As clearly brought out in the discussions raised in the literature review, the subject of contextualization of religions attracts valid views and interpretations depending on whether one is inclined to the reductionist or anti-reductionist school of thought. From a scientific approach, all phenomena comprise wholes, which can further be subdivided into smaller ones. While reductionists support this assertion, it is a contentious issue from the antireductionists’ perspective to think of religion as being fragmented into small elements to ease its study. As argued in the paper, anti-reductionists suggest that religion can be studied as a whole in its own right instead of attempting to theorize its causations. This position was debated in the context of the position of the paper that region can be understood via other (outside) forms of scrutiny.

Works Cited

Clayton, Philip, and Paul Davies. The Re-emergence of Emergence: The Emergentist Hypothesis from Science to Religion. New York: Oxford University Press, 2006. Print.

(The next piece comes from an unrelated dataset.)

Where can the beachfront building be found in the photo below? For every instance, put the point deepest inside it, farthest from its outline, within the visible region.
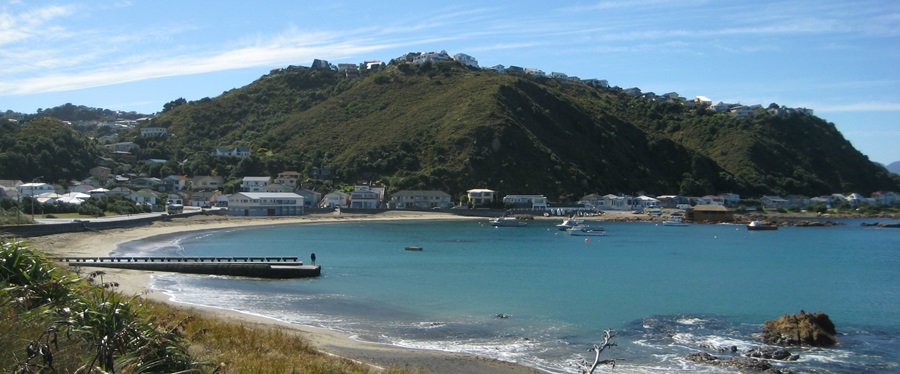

Flood, Galvin. The importance of religion: religion and reductionism. Oxford, Oxford Centre for Hindu Studies, 2008. Print.

Jones, Richard (a). Analysis and the Fullness of Reality: An Introduction to Reductionism & Emergence. New York: Jackson Square Books, 2013. Print.

Jones, Richard (b). Reductionism: Analysis and the Fullness of Reality. Lewisburg: Bucknell Univ. Press, 2000. Print.

Kunin, Seth. Theories of Religion: A Reader. New Brunswick, N.J: Rutgers University Press, 2006. Print.

Stausberg, Michael. Contemporary Theories of Religion: A Critical Companion. Oxon: Routledge, 2009. Print.

Wildman, Wesley, Richard Sosis, and Patrick McNamara. Reductionism in the scientific study of religion, Religion, Brain and Behaviour 1.3(2011): 169-172. Print.